With great interest, I read the paper by Choi et al. and an earlier paper describing the NDUFS4 knockout mice. The results from Choi et al. are very clear. Midbrain neuronal cultures from NDUFS4 KO or mitochondria isolated from these neurons do not have any complex I activity, as measured in two independent assays. Deleting the NDUFS4 gene in mice, as mutations of the gene does in humans, obliterates complex I activity in cultured neurons. Previous work from Tim Greenamyre’s group suggested that the complex I-inhibiting activity of rotenone is the key to the selective toxicity of rotenone on dopaminergic neurons. However, NDUFS4-deficient DA neurons are not resistant to rotenone or MPP+, another PD toxin that inhibits complex I. These striking results from Zhengui Xia and colleagues suggest that complex I inhibition is not the reason for rotenone’s selective toxicity on DA neurons. Our previous study has shown that the microtubule-depolymerizing effect of rotenone underlies its selective toxicity on DA neurons (Ren et al., 2005). Microtubule depolymerization blocks vesicular transport and results in accumulation of vesicles in the soma. Since oxidation of leaked monoamines produces a large amount of reactive oxygen species, constitutive leakage of neurotransmitter from the accumulated vesicles causes the selective death of monoaminergic neurons, including DA neurons (Ren and Feng, 2007). Non-monoaminergic neurons are spared because their neurotransmitters cannot be oxidized. An easy experiment to pin down whether complex I inhibitors still have toxicity on NDUFS4-deficient DA neurons is to use amytal or piericidin A, which do not impact microtubules. Both rotenone and MPP+ have been shown to disrupt microtubule function and are thus not good agents to dissect the involvement of complex I in the death of DA neurons.
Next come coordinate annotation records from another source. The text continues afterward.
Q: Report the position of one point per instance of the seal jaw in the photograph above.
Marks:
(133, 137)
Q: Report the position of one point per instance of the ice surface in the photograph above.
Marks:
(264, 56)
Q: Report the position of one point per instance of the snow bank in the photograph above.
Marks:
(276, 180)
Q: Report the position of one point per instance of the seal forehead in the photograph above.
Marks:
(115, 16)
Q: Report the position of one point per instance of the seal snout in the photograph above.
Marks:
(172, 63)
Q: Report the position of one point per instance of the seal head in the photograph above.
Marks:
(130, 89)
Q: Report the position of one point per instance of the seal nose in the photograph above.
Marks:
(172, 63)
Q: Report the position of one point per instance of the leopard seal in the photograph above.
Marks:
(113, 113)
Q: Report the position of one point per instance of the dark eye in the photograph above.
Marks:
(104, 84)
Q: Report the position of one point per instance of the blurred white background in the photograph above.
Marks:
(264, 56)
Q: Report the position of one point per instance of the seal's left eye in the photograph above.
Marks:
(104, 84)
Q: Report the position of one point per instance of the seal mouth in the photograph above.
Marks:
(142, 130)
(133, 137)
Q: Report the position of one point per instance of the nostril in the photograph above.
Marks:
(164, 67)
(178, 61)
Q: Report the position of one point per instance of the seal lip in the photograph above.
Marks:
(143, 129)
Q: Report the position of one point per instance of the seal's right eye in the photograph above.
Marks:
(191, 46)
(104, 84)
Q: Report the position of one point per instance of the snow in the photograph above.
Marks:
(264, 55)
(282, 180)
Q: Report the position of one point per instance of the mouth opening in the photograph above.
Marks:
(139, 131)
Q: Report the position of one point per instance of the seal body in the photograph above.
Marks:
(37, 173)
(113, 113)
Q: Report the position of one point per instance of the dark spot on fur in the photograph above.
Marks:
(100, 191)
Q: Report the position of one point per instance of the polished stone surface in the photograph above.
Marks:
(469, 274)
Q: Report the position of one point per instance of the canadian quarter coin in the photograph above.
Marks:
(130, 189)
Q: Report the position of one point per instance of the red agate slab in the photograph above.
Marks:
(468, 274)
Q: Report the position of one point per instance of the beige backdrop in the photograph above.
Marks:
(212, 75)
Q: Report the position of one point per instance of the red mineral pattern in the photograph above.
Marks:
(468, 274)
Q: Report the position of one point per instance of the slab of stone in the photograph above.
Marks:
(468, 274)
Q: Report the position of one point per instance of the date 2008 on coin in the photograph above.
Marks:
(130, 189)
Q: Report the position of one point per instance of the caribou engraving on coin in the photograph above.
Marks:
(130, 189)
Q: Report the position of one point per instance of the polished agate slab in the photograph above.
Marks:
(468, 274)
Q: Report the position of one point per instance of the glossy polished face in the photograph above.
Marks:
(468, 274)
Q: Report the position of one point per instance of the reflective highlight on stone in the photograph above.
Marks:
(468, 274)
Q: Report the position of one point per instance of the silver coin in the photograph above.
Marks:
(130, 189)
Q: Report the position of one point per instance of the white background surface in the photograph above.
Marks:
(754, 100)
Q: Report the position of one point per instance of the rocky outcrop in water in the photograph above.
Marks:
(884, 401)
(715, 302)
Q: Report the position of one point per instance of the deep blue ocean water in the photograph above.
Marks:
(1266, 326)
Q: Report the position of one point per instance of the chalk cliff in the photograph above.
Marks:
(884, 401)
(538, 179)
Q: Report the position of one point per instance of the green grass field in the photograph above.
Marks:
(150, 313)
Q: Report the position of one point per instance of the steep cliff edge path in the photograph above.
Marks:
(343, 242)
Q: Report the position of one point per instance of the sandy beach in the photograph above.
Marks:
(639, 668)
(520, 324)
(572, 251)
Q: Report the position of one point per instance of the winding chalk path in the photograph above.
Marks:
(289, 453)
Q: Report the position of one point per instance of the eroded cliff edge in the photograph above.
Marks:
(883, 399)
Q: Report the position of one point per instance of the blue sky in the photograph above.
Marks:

The results of Choi et al. challenge the notion that complex I inhibition plays a significant role in Parkinson disease. In the absence of complex I activity, cultured midbrain DA neurons from NDUFS4 KO mice do not exhibit elevated oxidative stress compared to DA neurons from wild-type controls. Since respiration and ATP generation apparently are normal, it appears that NDUFS4-deficient neurons may utilize succinate and complex II to bypass the failed complex I. The in vivo situation in the NDUFS4 KO mice is more complicated, where ~37 percent of complex I activity remains. This is consistent with the greatly reduced complex I holoenzyme on blue native gel electrophoresis. Yet the number of TH+ neurons is normal when the NDUFS4 is selectively deleted in TH+ neurons in the conditional knockout mice. Thus, even with 73 percent inhibition of complex I in NDUFS4 knockout mice, DA neurons can still live fine. The conditional knockout mice behave normally as far as nine months. More results from these mice would shed greater insights on the role of complex I in the degeneration of DA neurons and Parkinson disease. Fundamentally, complex I inhibition does not appear to answer why DA neurons are selectively degenerated. The unique combination of morphological and neurochemical features seem to render nigral DA neurons much more vulnerable to microtubule-depolymerizing agents including rotenone (Feng, 2006).